My body seemed enraged as it attacked the newly released substance
and it hated the antibiotics I had to throw down to calm the infection.
Once again I was sick from silicone.
(stopping the enzyme allowed the scar tissue again to form and protect me from the intruder
but until it grew back I felt all kinds of terrible)
When the radiologist told me what was on the scan, I asked him to let me see.
Show me the silicone like torn white cotton weaved throughout my gray.
Yeah, there it was. Still.
After all those years of not going there. Of not saying.
And maybe of not honoring what the pain needed to tell.
I sat alone with the scan in the darkened room
and for the first time in these long years of apologizing for the trouble,
I felt no guilt. No anger at myself. Something new bubbled up from down inside.
Like the first crocus poking up through dirty snow,
there came compassion.
For the me I once was.
For the me I now am.
It was nobody’s fault.
Nobody to blame.
No one person I could point to, not even myself, to absorb the anger
and helplessness I’d felt at not being enough,
at being too much,
and at getting hurt trying to work out a fix.
Nothing needed fixing.
Just loving acceptance and support.
My childhood was rich and it’s not a stretch to say I was cherished.

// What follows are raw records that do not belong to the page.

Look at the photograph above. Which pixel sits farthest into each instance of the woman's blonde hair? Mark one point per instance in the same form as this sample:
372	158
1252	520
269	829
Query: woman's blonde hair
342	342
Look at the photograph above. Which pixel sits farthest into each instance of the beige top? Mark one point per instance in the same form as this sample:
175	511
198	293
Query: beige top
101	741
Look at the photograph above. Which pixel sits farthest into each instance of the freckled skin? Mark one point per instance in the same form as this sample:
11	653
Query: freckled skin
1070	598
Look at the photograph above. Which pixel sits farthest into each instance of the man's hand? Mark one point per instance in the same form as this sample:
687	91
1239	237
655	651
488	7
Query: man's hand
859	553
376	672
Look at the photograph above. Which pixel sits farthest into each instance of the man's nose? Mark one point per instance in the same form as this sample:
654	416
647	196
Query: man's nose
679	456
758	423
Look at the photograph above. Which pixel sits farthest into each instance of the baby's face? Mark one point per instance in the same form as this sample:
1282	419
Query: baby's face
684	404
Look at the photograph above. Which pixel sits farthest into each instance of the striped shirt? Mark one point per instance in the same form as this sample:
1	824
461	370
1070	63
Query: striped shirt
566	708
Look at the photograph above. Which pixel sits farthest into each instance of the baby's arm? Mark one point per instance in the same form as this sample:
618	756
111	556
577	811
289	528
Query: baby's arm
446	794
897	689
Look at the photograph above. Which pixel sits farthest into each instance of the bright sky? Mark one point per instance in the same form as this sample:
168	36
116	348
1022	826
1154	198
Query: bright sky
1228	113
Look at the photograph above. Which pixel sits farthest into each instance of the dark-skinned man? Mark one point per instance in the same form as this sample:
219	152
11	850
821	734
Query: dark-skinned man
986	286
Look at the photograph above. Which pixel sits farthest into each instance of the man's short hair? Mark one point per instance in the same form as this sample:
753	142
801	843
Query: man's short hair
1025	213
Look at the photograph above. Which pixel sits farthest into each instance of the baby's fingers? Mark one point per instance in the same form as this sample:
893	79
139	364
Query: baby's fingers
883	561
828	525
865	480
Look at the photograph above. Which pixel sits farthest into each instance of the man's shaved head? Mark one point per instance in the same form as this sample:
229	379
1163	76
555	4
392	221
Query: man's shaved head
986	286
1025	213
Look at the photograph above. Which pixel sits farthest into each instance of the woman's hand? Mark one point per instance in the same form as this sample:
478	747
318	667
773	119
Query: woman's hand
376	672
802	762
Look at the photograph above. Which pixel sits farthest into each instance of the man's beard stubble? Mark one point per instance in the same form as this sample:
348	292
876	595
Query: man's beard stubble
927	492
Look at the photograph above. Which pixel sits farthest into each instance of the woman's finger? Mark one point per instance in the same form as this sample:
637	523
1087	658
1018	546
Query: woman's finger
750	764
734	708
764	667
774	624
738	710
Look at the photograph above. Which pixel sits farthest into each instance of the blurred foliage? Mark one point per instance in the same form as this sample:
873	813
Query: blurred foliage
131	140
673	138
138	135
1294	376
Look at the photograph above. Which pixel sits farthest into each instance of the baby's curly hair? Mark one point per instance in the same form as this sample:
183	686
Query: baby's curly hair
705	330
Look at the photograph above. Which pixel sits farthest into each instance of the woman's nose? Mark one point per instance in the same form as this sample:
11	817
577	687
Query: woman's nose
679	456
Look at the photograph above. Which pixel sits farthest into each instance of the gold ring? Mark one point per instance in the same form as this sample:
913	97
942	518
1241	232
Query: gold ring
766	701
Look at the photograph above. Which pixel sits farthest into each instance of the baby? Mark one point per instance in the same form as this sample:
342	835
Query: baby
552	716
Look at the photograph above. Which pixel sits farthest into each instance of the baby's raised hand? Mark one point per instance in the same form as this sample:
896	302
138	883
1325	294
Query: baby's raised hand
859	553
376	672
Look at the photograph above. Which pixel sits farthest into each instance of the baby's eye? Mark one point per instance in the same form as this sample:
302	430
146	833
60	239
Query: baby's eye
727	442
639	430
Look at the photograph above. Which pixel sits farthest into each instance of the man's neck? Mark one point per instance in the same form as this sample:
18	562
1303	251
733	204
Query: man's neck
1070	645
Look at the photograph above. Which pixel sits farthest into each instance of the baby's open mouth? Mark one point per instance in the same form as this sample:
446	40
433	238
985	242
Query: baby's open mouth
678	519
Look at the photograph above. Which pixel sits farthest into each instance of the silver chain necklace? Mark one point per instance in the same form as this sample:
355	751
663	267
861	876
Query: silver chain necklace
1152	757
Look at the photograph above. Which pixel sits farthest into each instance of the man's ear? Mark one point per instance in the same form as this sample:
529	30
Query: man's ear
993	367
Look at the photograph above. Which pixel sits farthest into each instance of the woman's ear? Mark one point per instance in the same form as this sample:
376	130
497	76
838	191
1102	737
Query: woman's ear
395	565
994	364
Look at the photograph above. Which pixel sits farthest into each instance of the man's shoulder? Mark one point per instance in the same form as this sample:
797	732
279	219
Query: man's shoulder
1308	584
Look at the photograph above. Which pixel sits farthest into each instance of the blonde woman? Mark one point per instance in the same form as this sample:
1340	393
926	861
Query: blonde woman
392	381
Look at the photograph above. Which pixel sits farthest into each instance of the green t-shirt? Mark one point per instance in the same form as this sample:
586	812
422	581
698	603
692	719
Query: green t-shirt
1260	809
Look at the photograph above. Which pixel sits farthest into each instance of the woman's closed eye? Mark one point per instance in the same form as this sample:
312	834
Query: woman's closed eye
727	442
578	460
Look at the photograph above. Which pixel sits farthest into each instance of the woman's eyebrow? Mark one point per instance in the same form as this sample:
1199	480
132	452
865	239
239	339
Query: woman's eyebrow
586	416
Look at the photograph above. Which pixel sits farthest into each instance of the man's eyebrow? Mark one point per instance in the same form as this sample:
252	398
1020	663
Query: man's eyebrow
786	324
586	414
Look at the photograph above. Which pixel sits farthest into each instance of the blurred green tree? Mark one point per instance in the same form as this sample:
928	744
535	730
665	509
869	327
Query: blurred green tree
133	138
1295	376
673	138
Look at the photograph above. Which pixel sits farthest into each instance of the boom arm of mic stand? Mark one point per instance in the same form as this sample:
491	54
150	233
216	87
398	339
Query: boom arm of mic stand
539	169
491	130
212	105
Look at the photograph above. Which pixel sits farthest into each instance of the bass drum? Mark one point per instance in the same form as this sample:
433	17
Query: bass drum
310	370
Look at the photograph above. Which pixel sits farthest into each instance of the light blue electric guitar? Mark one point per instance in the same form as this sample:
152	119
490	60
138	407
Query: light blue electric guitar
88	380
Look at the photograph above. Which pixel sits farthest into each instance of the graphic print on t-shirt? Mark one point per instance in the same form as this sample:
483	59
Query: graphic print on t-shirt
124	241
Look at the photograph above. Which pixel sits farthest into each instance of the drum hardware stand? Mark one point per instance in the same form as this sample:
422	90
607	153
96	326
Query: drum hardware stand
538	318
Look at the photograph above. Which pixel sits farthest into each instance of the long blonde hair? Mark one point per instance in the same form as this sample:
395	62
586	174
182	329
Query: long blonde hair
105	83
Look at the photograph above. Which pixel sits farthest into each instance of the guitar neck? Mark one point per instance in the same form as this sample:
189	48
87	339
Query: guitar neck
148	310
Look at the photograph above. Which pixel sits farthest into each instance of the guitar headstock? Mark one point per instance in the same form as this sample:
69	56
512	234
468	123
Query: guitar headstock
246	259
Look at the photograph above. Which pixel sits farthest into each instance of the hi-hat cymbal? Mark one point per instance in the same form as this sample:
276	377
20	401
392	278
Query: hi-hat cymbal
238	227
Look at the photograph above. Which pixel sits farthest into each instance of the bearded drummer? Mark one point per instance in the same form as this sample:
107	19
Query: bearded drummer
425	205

Loved by good people who cared deeply.
So how did I come to wander so far from myself and take such a long road home?
Well it’s a story I’m braving to tug free but I can no longer
bit and piece it here on my blog
It just doesn’t work.
I need instead to let it tumble out, chapter by chapter,
and it will, I’m determined.
I’ll let you know when there’s a book to read:)
Meanwhile I’ll come back out to rock on this porch, protect the poetry,
and settle again into the rhythm of this bloggerly neighborhood.
I hope you join me sometimes.
I’ll be here more often
in the easy way I’ve missed and loved.
“You’ll know you’re healed when the
catalyst that broke you, eventually gets
your internal thank you.”
– Tess Guinery
If you can even remember the start of this series months and months back
(I’ll tell you about those months somehow, some day.)
I aimed to tell a story weekly until it was told.
Turns out I’ll need a book for that one
but I’m so very, very grateful for the storm that dumped me on this beach
because there is healing here and, yes oh yes, a very large joy.
Thank you, Eva Phillips, for your comment last post
I drew your name and am tickled to send you a book.